Aber was war das? Da lag etwas auf ihrem Bauch und von rechts wurde sie zusätzlich gewärmt! Das auf ihrem Bauch war ein Arm – und der gehörte zu Titus, der von seiner Luftmatratze gerutscht war und nun auf der Seite neben ihr lag, den einen Arm über ihrem Bauch, den anderen beschützend über ihrem Kopf. Sie spürte, wie sein warmer Atem über ihr Gesicht streifte und stellte fest, dass ihr seine Nähe nicht unangenehm war. Im Gegenteil – sie fühlte sich beschützt.
Es war sehr ungewohnt, denn Valerie hatte nicht erst seit ihrer Scheidung vor drei Jahren alleine gelebt, sondern war auch in den Jahren davor gewohnt gewesen, dass Sandro viel auf Reisen war. Und selbst wenn er zuhause gewesen war – er hatte Valerie nicht nur einmal dafür gelobt, dass sie so ein »guter Kumpel« und so »unkompliziert« war. Valerie verzieh, wenn er ihr eine Tür vor der Nase zuknallte, sie trug ihre Koffer selbst und wenn in der gemeinsamen Wohnung etwas zu reparieren war, holte sie den Werkzeugkasten und hielt sich gar nicht erst damit auf, ihren Ehemann um Hilfe zu bitten. Sie wusste viel zu gut, dass Sandro in seiner Freizeit keine Lust hatte, verstopfte Abflüsse in Ordnung zu bringen oder quietschende Türen zu ölen.
Titus dagegen schien Kavalier zu sein. Er hatte schon am Vortag bewiesen, dass er nicht nur gute Manieren hatte, sondern fürsorglich war. Dass er sie fürs Abendessen geweckt hatte, dass er ihr die Decke mitgebracht hatte – die Selbstverständlichkeit, mit der er solche Dinge ausgeführt hatte, zeigte Valerie, dass sie für ihn Routine waren.

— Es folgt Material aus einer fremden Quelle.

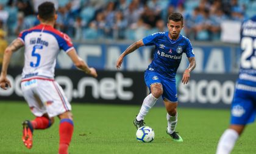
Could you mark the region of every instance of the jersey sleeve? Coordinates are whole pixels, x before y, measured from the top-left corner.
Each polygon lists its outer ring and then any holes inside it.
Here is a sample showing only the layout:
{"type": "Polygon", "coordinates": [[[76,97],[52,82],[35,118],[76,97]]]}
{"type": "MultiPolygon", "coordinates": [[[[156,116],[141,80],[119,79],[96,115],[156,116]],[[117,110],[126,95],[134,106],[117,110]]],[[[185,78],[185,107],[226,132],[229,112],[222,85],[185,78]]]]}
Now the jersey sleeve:
{"type": "Polygon", "coordinates": [[[187,39],[187,45],[186,51],[185,51],[187,57],[188,58],[194,57],[194,54],[193,51],[191,43],[190,43],[190,41],[188,39],[187,39]]]}
{"type": "Polygon", "coordinates": [[[60,49],[68,52],[74,48],[71,39],[65,33],[62,33],[61,37],[58,39],[59,46],[60,49]]]}
{"type": "Polygon", "coordinates": [[[27,33],[27,32],[26,30],[23,30],[20,33],[19,35],[18,36],[18,39],[21,40],[23,44],[25,41],[25,36],[27,33]]]}
{"type": "Polygon", "coordinates": [[[143,43],[145,46],[153,46],[155,45],[156,38],[158,36],[158,33],[153,33],[151,35],[144,37],[142,39],[143,43]]]}

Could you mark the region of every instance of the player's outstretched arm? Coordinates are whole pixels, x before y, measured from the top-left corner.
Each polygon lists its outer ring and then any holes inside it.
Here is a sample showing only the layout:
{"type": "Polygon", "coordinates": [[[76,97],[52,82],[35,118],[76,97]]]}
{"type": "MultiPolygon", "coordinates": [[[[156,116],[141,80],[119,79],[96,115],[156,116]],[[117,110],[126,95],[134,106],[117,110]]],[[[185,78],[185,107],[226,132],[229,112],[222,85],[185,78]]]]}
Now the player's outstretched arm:
{"type": "Polygon", "coordinates": [[[119,69],[121,68],[121,65],[123,63],[123,60],[126,55],[128,55],[129,54],[133,52],[137,49],[143,46],[144,46],[143,41],[142,41],[142,40],[140,40],[140,41],[133,43],[132,45],[128,47],[128,48],[126,49],[126,50],[124,52],[123,52],[120,57],[119,57],[118,60],[116,61],[116,68],[119,69]]]}
{"type": "Polygon", "coordinates": [[[5,49],[2,60],[2,71],[0,75],[0,87],[4,89],[7,89],[8,86],[12,86],[10,81],[7,78],[8,66],[10,63],[10,58],[12,53],[24,46],[23,42],[19,39],[15,39],[5,49]]]}
{"type": "Polygon", "coordinates": [[[97,77],[98,74],[96,69],[94,68],[89,68],[87,64],[77,55],[75,49],[69,51],[68,55],[78,69],[82,69],[86,74],[94,77],[97,77]]]}
{"type": "Polygon", "coordinates": [[[190,61],[188,67],[185,70],[182,77],[182,83],[183,84],[188,83],[190,78],[190,72],[196,68],[196,59],[194,57],[188,58],[190,61]]]}

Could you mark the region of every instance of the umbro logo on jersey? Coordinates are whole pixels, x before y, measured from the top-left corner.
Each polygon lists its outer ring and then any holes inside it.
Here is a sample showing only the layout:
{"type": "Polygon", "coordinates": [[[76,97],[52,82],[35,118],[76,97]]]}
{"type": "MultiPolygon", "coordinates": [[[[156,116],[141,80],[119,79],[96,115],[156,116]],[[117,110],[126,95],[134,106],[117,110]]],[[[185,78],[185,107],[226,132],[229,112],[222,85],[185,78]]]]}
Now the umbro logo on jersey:
{"type": "Polygon", "coordinates": [[[182,52],[182,47],[178,46],[178,47],[177,47],[176,52],[178,54],[180,54],[182,52]]]}
{"type": "Polygon", "coordinates": [[[153,79],[153,80],[158,80],[158,77],[157,76],[154,76],[154,77],[152,78],[152,79],[153,79]]]}
{"type": "Polygon", "coordinates": [[[160,48],[162,48],[162,49],[165,49],[165,45],[163,45],[163,44],[160,44],[159,45],[160,46],[160,48]]]}
{"type": "Polygon", "coordinates": [[[244,108],[240,105],[236,105],[234,106],[231,110],[231,113],[235,117],[241,117],[244,113],[245,113],[245,110],[244,108]]]}

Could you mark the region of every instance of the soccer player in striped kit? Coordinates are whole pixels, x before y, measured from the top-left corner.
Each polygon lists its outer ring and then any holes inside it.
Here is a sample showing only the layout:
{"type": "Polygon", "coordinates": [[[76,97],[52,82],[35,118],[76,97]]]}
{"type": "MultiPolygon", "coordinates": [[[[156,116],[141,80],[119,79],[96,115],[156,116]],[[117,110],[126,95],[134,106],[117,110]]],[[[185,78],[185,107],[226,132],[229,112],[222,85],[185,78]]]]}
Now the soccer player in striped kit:
{"type": "Polygon", "coordinates": [[[97,72],[76,54],[72,41],[66,34],[54,28],[57,19],[54,4],[50,2],[38,6],[37,16],[40,24],[20,33],[5,49],[0,76],[0,86],[11,86],[7,78],[7,68],[13,52],[25,47],[25,61],[22,73],[21,89],[32,113],[32,121],[23,122],[23,141],[28,149],[32,147],[33,131],[46,129],[60,119],[59,153],[68,154],[73,132],[71,107],[62,87],[54,80],[56,58],[60,49],[68,54],[75,66],[94,77],[97,72]]]}
{"type": "Polygon", "coordinates": [[[230,153],[246,125],[256,114],[256,15],[244,21],[241,30],[241,63],[229,127],[221,136],[216,154],[230,153]]]}

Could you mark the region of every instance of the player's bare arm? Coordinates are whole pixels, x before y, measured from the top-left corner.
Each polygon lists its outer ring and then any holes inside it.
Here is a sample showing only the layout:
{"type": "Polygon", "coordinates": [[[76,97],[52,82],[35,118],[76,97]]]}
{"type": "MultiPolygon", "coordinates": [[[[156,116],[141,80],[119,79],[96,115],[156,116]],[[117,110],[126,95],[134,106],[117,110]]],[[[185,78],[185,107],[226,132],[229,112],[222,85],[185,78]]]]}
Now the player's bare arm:
{"type": "Polygon", "coordinates": [[[185,70],[182,77],[182,83],[183,84],[188,83],[190,80],[190,72],[196,68],[196,59],[194,57],[188,58],[190,61],[188,67],[185,70]]]}
{"type": "Polygon", "coordinates": [[[124,52],[123,52],[123,54],[118,58],[118,60],[116,61],[116,68],[118,69],[119,69],[121,68],[121,65],[123,63],[123,60],[126,55],[128,55],[130,53],[132,53],[132,52],[135,51],[136,49],[143,46],[144,46],[143,41],[142,41],[142,40],[140,40],[140,41],[133,43],[132,45],[128,47],[128,48],[126,49],[126,50],[124,52]]]}
{"type": "Polygon", "coordinates": [[[7,89],[8,86],[12,86],[10,81],[6,77],[7,75],[8,66],[10,63],[10,58],[12,53],[18,51],[24,46],[23,43],[19,39],[15,39],[4,51],[4,60],[2,61],[2,71],[0,76],[0,87],[4,89],[7,89]]]}
{"type": "Polygon", "coordinates": [[[72,49],[69,51],[68,55],[78,69],[82,69],[86,74],[91,75],[94,77],[97,77],[98,74],[96,69],[93,68],[89,68],[87,64],[77,55],[75,49],[72,49]]]}

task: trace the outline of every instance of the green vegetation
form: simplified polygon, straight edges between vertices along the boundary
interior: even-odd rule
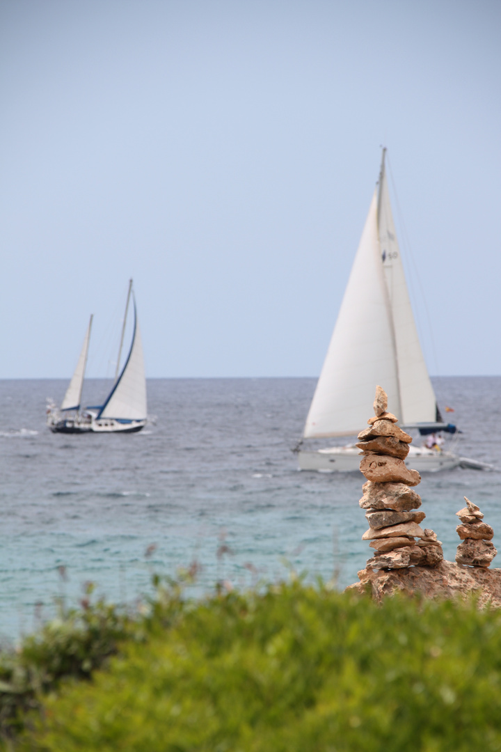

Wie erste Eindrücke doch täuschen konnten! In Fort Yukon in der Baracke am Flughafen hatte Valerie ihn ziemlich arrogant gefunden. Doch spätestens seit dem Absturz bewährte er sich als guter Kamerad und hatte offenkundig noch nicht einmal Probleme damit, sich von einer Frau etwas sagen zu lassen. Er hatte ohne Debatte anerkannt, dass sie in Sachen »Survival« mehr Ahnung hatte und sich ihr untergeordnet.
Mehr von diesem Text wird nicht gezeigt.